The unexpected result from this study is the demonstration of strong sequence similarities among rat kidney 5-OPase, the two bacterial hydantoinases, and the yeast protein YKL215C (Fig. 6). YKL215C is a hypothetical protein of 1287 residues encoded by the URA1-RSD1 intergenic region (23). The similarity between this sequence and that of the rat kidney enzyme is sufficiently strong (48.4% identity) to suggest that the yeast protein is also a 5-oxoprolinase. To understand the similarity to the bacterial hydantoinases, a comparison of the 5-oxoprolinase reaction and that catalyzed by the hydantoinases indicates the relationship between the chemical reactions involved (Fig. 7). Both reactions involve the hydrolysis of 5-membered rings via hydrolysis of their internal -CO-NH- bonds. HyuA is specific for D-5-substituted hydantoins, while HyuB is specific for the corresponding L isomers (24, 25). The amino-terminal half of rat kidney 5-oxoprolinase shows 26.6% identity with the amino-terminal region of HyuA, while the carboxyl-terminal half of the rat kidney enzyme shows 25.9% identity with the amino-terminal region of HyuB. These somewhat surprising relationships partially reflect the fact that HyuA and HyuB show no significant sequence similarities to each other (24, 25). Thus it is possible that the rat kidney enzyme evolved from an evolutionary fusion of these functionally similar but structurally different enzymes, or that the hydantoinases arose from an enzyme related to rat kidney 5-oxoprolinase. However, it is relevant that neither HyuA nor HyuB require ATP for ring hydrolysis, in contrast not only to 5-OPase, but also to a different bacterial hydantoinase that cleaves 5-substituted hydantoins (26) as well as to one that cleaves N-methylhydantoins (27).

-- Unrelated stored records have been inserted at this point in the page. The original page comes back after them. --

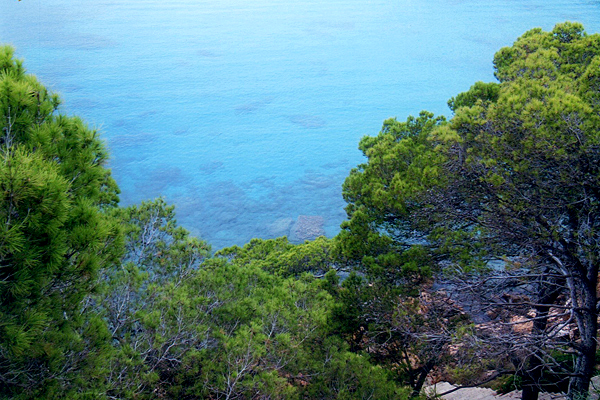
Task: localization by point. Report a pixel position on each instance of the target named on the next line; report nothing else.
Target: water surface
(247, 114)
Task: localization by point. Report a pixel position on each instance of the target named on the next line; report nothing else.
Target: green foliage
(55, 236)
(280, 257)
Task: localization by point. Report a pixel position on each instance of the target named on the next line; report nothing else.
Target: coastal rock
(307, 227)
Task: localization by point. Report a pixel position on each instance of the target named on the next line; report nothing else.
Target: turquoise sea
(247, 114)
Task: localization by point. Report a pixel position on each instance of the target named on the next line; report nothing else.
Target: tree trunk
(586, 317)
(423, 372)
(548, 294)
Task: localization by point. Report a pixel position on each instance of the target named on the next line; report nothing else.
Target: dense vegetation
(470, 253)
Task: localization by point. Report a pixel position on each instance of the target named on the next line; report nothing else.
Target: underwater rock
(307, 227)
(280, 227)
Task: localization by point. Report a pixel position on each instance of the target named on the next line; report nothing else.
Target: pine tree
(54, 236)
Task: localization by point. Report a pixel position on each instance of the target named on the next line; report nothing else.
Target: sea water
(247, 114)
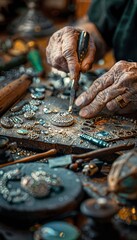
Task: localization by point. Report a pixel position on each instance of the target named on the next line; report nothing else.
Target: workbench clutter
(32, 192)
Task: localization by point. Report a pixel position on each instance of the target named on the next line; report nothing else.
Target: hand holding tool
(81, 51)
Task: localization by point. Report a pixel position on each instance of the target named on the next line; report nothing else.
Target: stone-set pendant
(6, 122)
(62, 119)
(29, 115)
(22, 131)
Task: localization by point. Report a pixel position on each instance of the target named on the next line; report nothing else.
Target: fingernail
(86, 67)
(83, 113)
(80, 100)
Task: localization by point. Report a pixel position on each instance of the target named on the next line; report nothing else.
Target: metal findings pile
(62, 119)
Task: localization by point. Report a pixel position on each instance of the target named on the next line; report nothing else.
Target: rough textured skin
(121, 80)
(61, 52)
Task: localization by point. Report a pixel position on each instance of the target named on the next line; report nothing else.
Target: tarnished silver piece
(62, 119)
(122, 178)
(47, 110)
(29, 115)
(12, 195)
(6, 122)
(38, 95)
(35, 102)
(17, 120)
(22, 131)
(39, 183)
(19, 106)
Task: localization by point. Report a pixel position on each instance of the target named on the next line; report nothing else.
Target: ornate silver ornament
(62, 119)
(40, 183)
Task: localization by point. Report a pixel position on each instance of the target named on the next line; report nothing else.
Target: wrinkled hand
(116, 90)
(61, 52)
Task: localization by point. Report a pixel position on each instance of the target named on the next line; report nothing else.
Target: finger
(69, 51)
(89, 58)
(100, 101)
(98, 85)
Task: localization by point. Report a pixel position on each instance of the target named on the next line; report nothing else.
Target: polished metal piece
(6, 122)
(62, 119)
(40, 183)
(29, 115)
(22, 131)
(38, 95)
(11, 195)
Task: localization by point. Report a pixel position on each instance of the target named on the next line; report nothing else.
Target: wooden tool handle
(104, 151)
(13, 91)
(31, 158)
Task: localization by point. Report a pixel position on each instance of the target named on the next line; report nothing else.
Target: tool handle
(104, 151)
(32, 158)
(83, 42)
(13, 92)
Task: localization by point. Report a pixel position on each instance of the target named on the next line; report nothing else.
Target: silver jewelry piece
(40, 183)
(6, 122)
(62, 119)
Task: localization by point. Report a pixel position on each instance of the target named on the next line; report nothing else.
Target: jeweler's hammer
(13, 92)
(82, 49)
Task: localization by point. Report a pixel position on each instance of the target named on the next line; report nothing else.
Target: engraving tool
(81, 51)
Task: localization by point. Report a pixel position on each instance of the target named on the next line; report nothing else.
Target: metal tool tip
(70, 109)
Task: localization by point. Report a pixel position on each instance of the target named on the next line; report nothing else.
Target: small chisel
(81, 51)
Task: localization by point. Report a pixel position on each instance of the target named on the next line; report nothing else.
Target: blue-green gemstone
(57, 230)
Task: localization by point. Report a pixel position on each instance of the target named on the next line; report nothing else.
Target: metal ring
(121, 101)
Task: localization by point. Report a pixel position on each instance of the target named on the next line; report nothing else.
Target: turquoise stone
(102, 134)
(22, 131)
(57, 230)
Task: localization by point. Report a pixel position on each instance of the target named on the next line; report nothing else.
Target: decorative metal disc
(6, 122)
(62, 119)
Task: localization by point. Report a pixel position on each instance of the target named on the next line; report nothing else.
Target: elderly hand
(62, 52)
(116, 90)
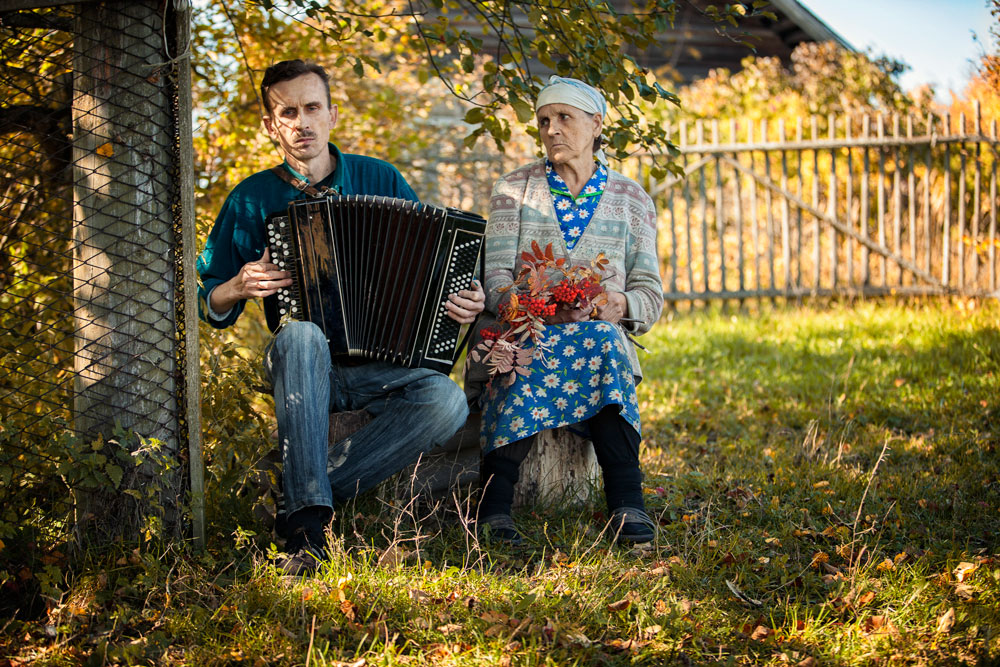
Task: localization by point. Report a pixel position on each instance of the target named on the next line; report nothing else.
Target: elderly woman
(572, 200)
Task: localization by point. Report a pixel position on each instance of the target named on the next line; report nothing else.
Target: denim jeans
(413, 410)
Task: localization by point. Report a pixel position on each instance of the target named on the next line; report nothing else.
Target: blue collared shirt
(238, 235)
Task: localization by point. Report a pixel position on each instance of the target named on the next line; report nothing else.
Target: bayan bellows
(374, 273)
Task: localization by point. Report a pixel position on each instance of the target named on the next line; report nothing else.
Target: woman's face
(568, 133)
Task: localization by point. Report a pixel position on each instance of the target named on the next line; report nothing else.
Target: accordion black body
(374, 273)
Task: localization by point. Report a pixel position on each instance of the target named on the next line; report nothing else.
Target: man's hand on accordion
(465, 305)
(256, 279)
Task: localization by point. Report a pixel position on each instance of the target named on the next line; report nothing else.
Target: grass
(828, 487)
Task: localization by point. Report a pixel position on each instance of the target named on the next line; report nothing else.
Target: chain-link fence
(95, 245)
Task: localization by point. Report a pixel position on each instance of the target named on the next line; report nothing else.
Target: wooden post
(991, 250)
(786, 245)
(849, 203)
(880, 201)
(738, 213)
(125, 281)
(946, 232)
(831, 125)
(911, 197)
(960, 237)
(865, 201)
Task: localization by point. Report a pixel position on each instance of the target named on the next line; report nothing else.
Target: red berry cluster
(565, 292)
(491, 333)
(537, 306)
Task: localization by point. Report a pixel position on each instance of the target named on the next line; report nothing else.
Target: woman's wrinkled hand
(614, 309)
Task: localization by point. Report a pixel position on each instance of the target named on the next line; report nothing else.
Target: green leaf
(523, 110)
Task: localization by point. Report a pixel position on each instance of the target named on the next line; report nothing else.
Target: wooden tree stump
(560, 468)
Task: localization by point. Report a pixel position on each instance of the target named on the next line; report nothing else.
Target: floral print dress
(580, 368)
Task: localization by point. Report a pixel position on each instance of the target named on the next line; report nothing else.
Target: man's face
(301, 116)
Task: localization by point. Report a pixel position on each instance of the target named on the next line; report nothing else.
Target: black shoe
(632, 526)
(304, 553)
(498, 528)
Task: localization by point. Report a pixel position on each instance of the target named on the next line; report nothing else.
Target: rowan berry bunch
(508, 347)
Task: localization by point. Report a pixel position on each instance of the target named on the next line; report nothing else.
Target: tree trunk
(128, 367)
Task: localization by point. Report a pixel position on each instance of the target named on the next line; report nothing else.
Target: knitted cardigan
(623, 228)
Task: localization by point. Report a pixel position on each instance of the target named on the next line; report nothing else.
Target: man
(413, 409)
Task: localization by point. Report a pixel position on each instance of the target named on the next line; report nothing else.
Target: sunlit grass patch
(827, 484)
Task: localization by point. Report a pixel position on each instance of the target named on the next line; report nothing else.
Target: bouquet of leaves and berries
(543, 290)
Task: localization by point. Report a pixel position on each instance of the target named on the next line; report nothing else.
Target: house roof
(696, 44)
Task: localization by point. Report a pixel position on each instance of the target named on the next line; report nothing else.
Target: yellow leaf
(886, 565)
(947, 621)
(964, 571)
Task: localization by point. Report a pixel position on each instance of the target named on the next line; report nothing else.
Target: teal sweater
(238, 234)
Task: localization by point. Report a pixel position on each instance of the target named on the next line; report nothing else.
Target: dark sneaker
(632, 526)
(498, 528)
(304, 554)
(302, 563)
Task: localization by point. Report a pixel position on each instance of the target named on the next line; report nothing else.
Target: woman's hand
(567, 315)
(614, 309)
(465, 305)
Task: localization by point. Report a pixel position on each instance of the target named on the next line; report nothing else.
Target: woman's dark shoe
(632, 525)
(498, 528)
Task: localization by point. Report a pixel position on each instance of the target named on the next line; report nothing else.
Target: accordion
(374, 274)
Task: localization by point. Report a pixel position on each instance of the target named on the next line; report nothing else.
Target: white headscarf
(575, 93)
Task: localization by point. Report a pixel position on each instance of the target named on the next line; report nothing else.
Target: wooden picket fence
(835, 206)
(860, 205)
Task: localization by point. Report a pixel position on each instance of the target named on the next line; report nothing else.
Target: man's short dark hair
(287, 70)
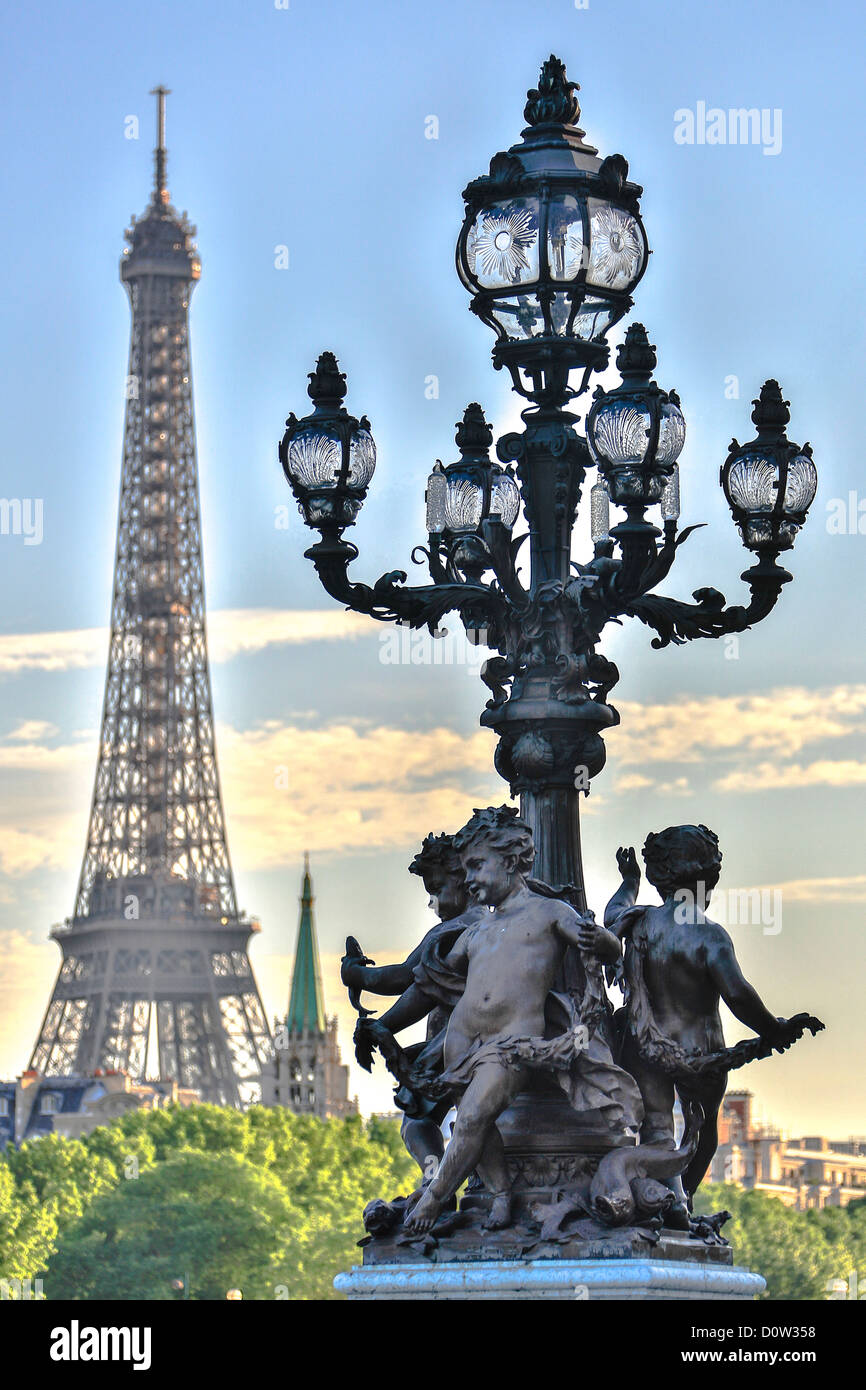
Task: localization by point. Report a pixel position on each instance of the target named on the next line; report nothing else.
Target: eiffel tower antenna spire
(156, 976)
(160, 154)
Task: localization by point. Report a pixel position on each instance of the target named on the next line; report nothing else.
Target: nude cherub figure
(679, 965)
(510, 959)
(441, 870)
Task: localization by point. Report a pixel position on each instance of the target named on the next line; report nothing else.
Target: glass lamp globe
(637, 431)
(328, 456)
(769, 483)
(552, 243)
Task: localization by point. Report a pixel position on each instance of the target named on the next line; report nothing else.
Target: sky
(305, 129)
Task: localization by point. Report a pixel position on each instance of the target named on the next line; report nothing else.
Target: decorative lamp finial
(555, 97)
(770, 412)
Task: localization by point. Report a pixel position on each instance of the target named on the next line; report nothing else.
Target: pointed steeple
(306, 1000)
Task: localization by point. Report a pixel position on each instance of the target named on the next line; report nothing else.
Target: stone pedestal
(617, 1264)
(566, 1279)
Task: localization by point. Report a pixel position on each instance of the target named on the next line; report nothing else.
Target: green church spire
(306, 1000)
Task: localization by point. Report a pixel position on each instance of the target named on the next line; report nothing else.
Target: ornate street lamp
(328, 456)
(552, 248)
(469, 502)
(769, 483)
(552, 243)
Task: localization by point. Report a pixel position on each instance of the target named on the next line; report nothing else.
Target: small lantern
(769, 483)
(328, 456)
(471, 491)
(637, 431)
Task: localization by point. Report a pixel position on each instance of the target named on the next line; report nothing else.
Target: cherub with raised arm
(679, 966)
(441, 870)
(495, 1039)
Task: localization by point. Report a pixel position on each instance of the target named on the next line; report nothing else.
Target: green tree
(27, 1229)
(63, 1173)
(214, 1221)
(268, 1201)
(787, 1247)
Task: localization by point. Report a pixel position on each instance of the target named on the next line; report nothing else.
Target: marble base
(534, 1279)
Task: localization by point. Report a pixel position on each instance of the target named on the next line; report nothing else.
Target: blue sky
(306, 128)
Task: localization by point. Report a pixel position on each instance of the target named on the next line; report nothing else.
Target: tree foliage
(798, 1253)
(264, 1201)
(270, 1203)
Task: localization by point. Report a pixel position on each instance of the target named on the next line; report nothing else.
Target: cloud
(27, 975)
(53, 651)
(31, 730)
(231, 633)
(346, 788)
(823, 890)
(781, 722)
(774, 777)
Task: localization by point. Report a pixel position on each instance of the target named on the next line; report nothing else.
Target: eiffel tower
(156, 977)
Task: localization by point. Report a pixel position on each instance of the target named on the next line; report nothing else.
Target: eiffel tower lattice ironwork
(156, 976)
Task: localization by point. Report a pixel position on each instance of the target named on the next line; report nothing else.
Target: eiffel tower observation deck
(156, 977)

The difference among the bacterial hydantoinases in their requirement for ATP is surprising, and it will clearly be of interest to learn the structural relationship of rat kidney 5-OPase to the ATP-requiring hydantoinases.

The above raises the question of bacterial 5-oxoprolinase. 5-OPase from bacteria (P. putida) (4, 7), unlike that from rat kidney, is composed of two functionally different protein components, Component A and Component B. Neither component alone catalyzes the 5-OPase reaction, but the reaction is effectively catalyzed when the components are mixed. Component A is composed of two subunits, M_r = 65,500 and 50,000, and exhibits 5-oxo-L-proline-dependent ATPase activity, indicating this component can interact with both ATP and 5-oxo-L-proline. The role of Component B (M_r = 80,000) is uncertain, since it does not exhibit ATPase activity, and there is no evidence that it binds 5-oxo-L-proline. Of relevance here is the fact that the antiserum directed against the rat kidney enzyme strongly reacts with an E. coli component of ~60 kDa (Fig. 5B), suggesting that this component might be a subunit of E. coli 5-OPase Component A and raising the question of homology between the rat kidney and bacterial 5-oxoprolinases and the relationship of the bacterial 5-oxoprolinases to the bacterial hydantoinases. The sequence of bacterial 5-oxoprolinase will be an important clue in this evolutionary puzzle.